Further out, Turkey and Pakistan will benefit from the reconciliation process both politically and economically. Ankara and Islamabad will be expected to contribute towards the implementation of a stronger Iranian containment strategy. However, it remains to be seen whether Doha will be amenable and diligent to facilitating a dialogue between Erdogan and MBS.
The United Arab Emirates, who would have been happy with the post-2017 status quo continuing for years to come, are clear losers of the diplomatic move. The relationship between MBS and MBZ will certainly be put to the test, and the recent normalization of relations with Israel is therefore particularly welcome in balancing the regional strength of Abu Dhabi’s allies.
Meanwhile, Iran is the biggest loser of all. The reopening of Saudi airspace to Qatari flights means losing the $100 million a year windfall that the Emirate was paying Tehran for overflights of its airspace. Even if the nations of the Gulf remain without a unified strategy towards Iran, as we have discussed, these signs of a détente will not work in Iran’s favor in the immediate future.

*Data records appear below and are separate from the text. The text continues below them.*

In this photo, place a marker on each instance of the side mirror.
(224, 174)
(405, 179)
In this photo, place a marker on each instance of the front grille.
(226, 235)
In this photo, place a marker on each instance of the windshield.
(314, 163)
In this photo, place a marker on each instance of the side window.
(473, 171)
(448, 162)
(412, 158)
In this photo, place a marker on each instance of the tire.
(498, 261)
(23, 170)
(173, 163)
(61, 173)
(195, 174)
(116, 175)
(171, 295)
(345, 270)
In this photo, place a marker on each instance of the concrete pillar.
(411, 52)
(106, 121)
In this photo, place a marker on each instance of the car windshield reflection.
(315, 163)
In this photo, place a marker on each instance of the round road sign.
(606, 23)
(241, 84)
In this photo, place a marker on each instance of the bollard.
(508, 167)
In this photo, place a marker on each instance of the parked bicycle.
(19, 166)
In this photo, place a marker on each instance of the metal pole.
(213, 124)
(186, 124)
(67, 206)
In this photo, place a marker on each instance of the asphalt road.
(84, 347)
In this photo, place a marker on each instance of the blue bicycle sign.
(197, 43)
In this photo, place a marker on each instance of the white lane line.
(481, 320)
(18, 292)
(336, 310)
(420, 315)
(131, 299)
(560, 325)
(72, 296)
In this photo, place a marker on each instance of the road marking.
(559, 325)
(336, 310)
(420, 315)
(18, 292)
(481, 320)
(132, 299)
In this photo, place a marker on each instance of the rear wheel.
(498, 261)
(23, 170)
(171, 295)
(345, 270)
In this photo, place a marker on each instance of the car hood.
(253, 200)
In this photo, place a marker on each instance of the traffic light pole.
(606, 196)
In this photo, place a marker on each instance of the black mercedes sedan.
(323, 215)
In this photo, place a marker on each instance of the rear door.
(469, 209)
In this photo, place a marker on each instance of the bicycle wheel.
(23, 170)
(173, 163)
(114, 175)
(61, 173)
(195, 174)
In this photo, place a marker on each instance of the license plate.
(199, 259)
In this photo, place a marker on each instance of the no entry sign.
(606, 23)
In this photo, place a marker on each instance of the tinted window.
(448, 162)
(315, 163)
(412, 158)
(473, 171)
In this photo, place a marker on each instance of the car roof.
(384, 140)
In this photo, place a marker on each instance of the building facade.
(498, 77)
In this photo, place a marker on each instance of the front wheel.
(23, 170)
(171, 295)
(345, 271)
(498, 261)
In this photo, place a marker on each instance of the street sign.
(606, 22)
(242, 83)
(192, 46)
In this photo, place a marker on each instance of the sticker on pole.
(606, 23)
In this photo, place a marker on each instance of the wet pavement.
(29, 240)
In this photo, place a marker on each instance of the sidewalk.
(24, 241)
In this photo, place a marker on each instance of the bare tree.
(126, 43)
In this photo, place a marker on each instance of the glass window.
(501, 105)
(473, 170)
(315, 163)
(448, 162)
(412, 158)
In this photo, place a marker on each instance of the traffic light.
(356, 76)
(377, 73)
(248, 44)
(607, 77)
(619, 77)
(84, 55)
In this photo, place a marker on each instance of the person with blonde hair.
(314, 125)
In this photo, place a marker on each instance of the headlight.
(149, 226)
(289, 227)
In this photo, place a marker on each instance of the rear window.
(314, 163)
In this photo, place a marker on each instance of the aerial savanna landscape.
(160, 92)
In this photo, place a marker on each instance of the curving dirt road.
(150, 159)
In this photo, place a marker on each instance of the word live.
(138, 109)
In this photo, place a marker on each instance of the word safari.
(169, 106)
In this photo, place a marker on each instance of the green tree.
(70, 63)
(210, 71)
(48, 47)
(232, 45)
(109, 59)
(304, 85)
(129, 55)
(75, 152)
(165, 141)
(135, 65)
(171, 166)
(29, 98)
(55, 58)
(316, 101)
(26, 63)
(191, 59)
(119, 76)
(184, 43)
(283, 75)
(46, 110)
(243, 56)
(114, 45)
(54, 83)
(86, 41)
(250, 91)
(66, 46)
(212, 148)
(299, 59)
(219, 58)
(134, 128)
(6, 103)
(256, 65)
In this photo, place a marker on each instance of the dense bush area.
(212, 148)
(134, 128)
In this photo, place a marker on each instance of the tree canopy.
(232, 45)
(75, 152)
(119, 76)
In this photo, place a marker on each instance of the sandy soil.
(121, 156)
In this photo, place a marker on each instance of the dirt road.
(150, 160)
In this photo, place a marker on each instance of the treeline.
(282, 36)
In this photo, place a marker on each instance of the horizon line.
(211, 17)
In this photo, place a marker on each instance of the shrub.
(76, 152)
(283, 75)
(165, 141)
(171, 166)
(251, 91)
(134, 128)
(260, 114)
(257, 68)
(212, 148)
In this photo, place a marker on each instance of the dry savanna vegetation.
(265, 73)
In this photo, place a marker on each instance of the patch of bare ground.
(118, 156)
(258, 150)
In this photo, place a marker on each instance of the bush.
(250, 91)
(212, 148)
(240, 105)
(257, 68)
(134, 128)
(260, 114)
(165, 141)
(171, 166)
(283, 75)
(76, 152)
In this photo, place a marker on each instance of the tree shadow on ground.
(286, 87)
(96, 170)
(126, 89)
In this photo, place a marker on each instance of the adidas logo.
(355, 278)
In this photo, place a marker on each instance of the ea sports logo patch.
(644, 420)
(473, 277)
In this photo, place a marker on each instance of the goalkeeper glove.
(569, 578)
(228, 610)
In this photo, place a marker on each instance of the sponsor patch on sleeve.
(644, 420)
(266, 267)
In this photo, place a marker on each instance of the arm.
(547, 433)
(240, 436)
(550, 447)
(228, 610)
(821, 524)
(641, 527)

Finally, as a natural counterpart of the deal, Qatar will need to be less critical of Saudi policy in Yemen. Now compelled to provide signs of friendship to its new Saudi "best enemy", it will nonetheless stand alongside Kuwait and Oman in calling for an end to hostilities. Yemen, after all, remains the great loser of any geopolitical reconfigurations in the Gulf, even in times of relative warmth.